In PMI parlance, a print above 50 means expansion while a score below 50 denotes contraction.
“Indian goods producers reported a healthy inflow of new orders in February, a situation that underpinned a further upturn in output and quantity of purchases,” Pollyanna De Lima, Economics Associate Director at IHS Markit, said.
Lima noted that production growth could have been stronger if firms had appropriate resources to handle their workloads. “This was evident from a quicker rise in outstanding business and another decline in inventories of finished goods,” Lima said.
However, employment decreased further amid COVID-19 restrictions related to shift work.
“However, many hope that such controls will shortly be removed as the vaccination programme widens. Once larger parts of the population are immunised against COVID-19 and restrictions start to be lifted, companies expect a gradual improvement in economic conditions which they hope will translate into output growth,” Lima said.
Meanwhile, goods producers expect output to increase over the coming 12 months. Optimistic growth projections reflected forecasts of an improvement in economic conditions and the lifting of restrictions as the vaccination programme expands, as per the survey.
“The upbeat mood supported the fastest increase in input buying for almost a decade as companies focused on rebuilding their input stocks to fulfil demand growth.

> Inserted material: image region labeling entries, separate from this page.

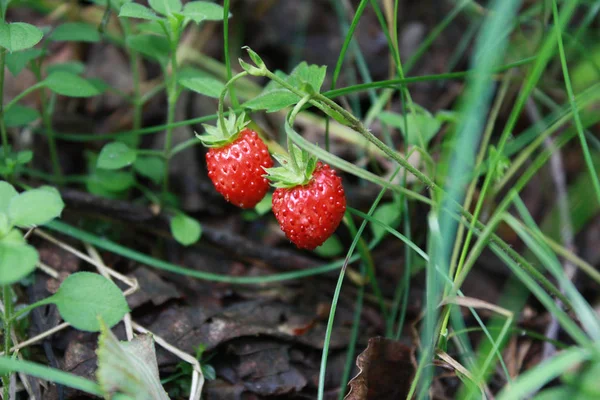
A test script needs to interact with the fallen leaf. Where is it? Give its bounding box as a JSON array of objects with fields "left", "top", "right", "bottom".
[{"left": 344, "top": 337, "right": 415, "bottom": 400}]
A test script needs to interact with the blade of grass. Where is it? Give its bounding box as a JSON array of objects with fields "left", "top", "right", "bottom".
[
  {"left": 552, "top": 0, "right": 600, "bottom": 204},
  {"left": 496, "top": 347, "right": 591, "bottom": 400}
]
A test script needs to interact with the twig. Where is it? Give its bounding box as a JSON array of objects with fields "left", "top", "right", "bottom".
[{"left": 132, "top": 322, "right": 204, "bottom": 400}]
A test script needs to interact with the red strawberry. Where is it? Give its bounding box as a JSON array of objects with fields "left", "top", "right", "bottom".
[
  {"left": 267, "top": 148, "right": 346, "bottom": 250},
  {"left": 199, "top": 113, "right": 273, "bottom": 208}
]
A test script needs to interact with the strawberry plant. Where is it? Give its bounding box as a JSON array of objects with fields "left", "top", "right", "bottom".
[
  {"left": 199, "top": 113, "right": 273, "bottom": 208},
  {"left": 267, "top": 152, "right": 346, "bottom": 250}
]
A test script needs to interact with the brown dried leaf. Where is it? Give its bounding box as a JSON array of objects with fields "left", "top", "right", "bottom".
[{"left": 344, "top": 337, "right": 415, "bottom": 400}]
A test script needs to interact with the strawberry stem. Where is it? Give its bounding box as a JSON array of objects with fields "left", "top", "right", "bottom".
[{"left": 219, "top": 71, "right": 248, "bottom": 132}]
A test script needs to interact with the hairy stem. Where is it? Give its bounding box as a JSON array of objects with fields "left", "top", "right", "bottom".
[
  {"left": 2, "top": 285, "right": 12, "bottom": 399},
  {"left": 255, "top": 69, "right": 571, "bottom": 307},
  {"left": 162, "top": 27, "right": 181, "bottom": 203}
]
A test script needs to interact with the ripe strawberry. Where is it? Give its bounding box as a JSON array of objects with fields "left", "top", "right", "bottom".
[
  {"left": 267, "top": 146, "right": 346, "bottom": 250},
  {"left": 198, "top": 113, "right": 273, "bottom": 208}
]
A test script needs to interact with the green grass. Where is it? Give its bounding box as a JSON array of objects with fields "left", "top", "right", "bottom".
[{"left": 5, "top": 0, "right": 600, "bottom": 399}]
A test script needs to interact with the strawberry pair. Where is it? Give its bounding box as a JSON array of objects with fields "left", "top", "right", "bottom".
[{"left": 199, "top": 113, "right": 346, "bottom": 250}]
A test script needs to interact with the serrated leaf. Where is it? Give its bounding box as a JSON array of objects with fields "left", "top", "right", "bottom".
[
  {"left": 378, "top": 111, "right": 442, "bottom": 146},
  {"left": 4, "top": 104, "right": 40, "bottom": 128},
  {"left": 314, "top": 235, "right": 344, "bottom": 258},
  {"left": 133, "top": 157, "right": 165, "bottom": 185},
  {"left": 119, "top": 2, "right": 161, "bottom": 21},
  {"left": 96, "top": 142, "right": 137, "bottom": 169},
  {"left": 148, "top": 0, "right": 181, "bottom": 15},
  {"left": 370, "top": 203, "right": 402, "bottom": 240},
  {"left": 43, "top": 71, "right": 101, "bottom": 97},
  {"left": 137, "top": 21, "right": 165, "bottom": 36},
  {"left": 8, "top": 188, "right": 65, "bottom": 228},
  {"left": 127, "top": 34, "right": 171, "bottom": 65},
  {"left": 0, "top": 22, "right": 44, "bottom": 52},
  {"left": 50, "top": 272, "right": 129, "bottom": 332},
  {"left": 287, "top": 61, "right": 327, "bottom": 92},
  {"left": 6, "top": 49, "right": 44, "bottom": 77},
  {"left": 0, "top": 233, "right": 39, "bottom": 285},
  {"left": 46, "top": 61, "right": 85, "bottom": 75},
  {"left": 0, "top": 181, "right": 19, "bottom": 214},
  {"left": 96, "top": 325, "right": 169, "bottom": 400},
  {"left": 171, "top": 213, "right": 202, "bottom": 246},
  {"left": 243, "top": 89, "right": 300, "bottom": 112},
  {"left": 182, "top": 1, "right": 231, "bottom": 22},
  {"left": 50, "top": 22, "right": 100, "bottom": 43},
  {"left": 179, "top": 76, "right": 225, "bottom": 98}
]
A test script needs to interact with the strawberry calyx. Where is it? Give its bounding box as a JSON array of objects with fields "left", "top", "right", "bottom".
[
  {"left": 264, "top": 145, "right": 317, "bottom": 188},
  {"left": 196, "top": 112, "right": 250, "bottom": 147}
]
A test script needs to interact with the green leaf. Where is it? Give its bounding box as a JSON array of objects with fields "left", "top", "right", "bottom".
[
  {"left": 17, "top": 150, "right": 33, "bottom": 165},
  {"left": 50, "top": 22, "right": 100, "bottom": 43},
  {"left": 119, "top": 2, "right": 161, "bottom": 21},
  {"left": 137, "top": 21, "right": 165, "bottom": 36},
  {"left": 532, "top": 386, "right": 597, "bottom": 400},
  {"left": 148, "top": 0, "right": 181, "bottom": 15},
  {"left": 314, "top": 235, "right": 344, "bottom": 258},
  {"left": 127, "top": 34, "right": 171, "bottom": 65},
  {"left": 49, "top": 272, "right": 129, "bottom": 332},
  {"left": 182, "top": 1, "right": 231, "bottom": 23},
  {"left": 243, "top": 62, "right": 327, "bottom": 112},
  {"left": 86, "top": 169, "right": 135, "bottom": 196},
  {"left": 179, "top": 76, "right": 225, "bottom": 98},
  {"left": 379, "top": 111, "right": 442, "bottom": 146},
  {"left": 243, "top": 89, "right": 300, "bottom": 112},
  {"left": 96, "top": 324, "right": 169, "bottom": 400},
  {"left": 0, "top": 22, "right": 44, "bottom": 52},
  {"left": 6, "top": 49, "right": 44, "bottom": 77},
  {"left": 370, "top": 203, "right": 402, "bottom": 240},
  {"left": 0, "top": 213, "right": 12, "bottom": 240},
  {"left": 4, "top": 104, "right": 40, "bottom": 128},
  {"left": 287, "top": 61, "right": 327, "bottom": 92},
  {"left": 133, "top": 157, "right": 165, "bottom": 185},
  {"left": 46, "top": 61, "right": 85, "bottom": 75},
  {"left": 171, "top": 213, "right": 202, "bottom": 246},
  {"left": 0, "top": 233, "right": 39, "bottom": 285},
  {"left": 96, "top": 142, "right": 137, "bottom": 169},
  {"left": 44, "top": 71, "right": 101, "bottom": 97},
  {"left": 8, "top": 188, "right": 65, "bottom": 227},
  {"left": 0, "top": 181, "right": 19, "bottom": 214}
]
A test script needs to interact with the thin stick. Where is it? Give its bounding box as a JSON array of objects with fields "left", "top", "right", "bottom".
[{"left": 131, "top": 321, "right": 204, "bottom": 400}]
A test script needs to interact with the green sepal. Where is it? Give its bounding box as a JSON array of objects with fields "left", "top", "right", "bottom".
[
  {"left": 196, "top": 110, "right": 250, "bottom": 147},
  {"left": 264, "top": 145, "right": 318, "bottom": 188}
]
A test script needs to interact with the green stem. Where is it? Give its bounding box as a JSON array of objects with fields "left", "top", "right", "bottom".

February data showed the sharpest monthly rise in pre-production inventories in the survey history,” Lima said.
On the prices front, the survey said strengthening demand for raw materials and semi-finished items exerted upward pressure on input cost inflation, which picked up to a 32-month high.
On the domestic macro-economic front, after contracting for two quarters in a row, the Indian economy recorded a 0.4 per cent growth in the October-December quarter, mainly due to a good show by farm, manufacturing, services and construction sectors.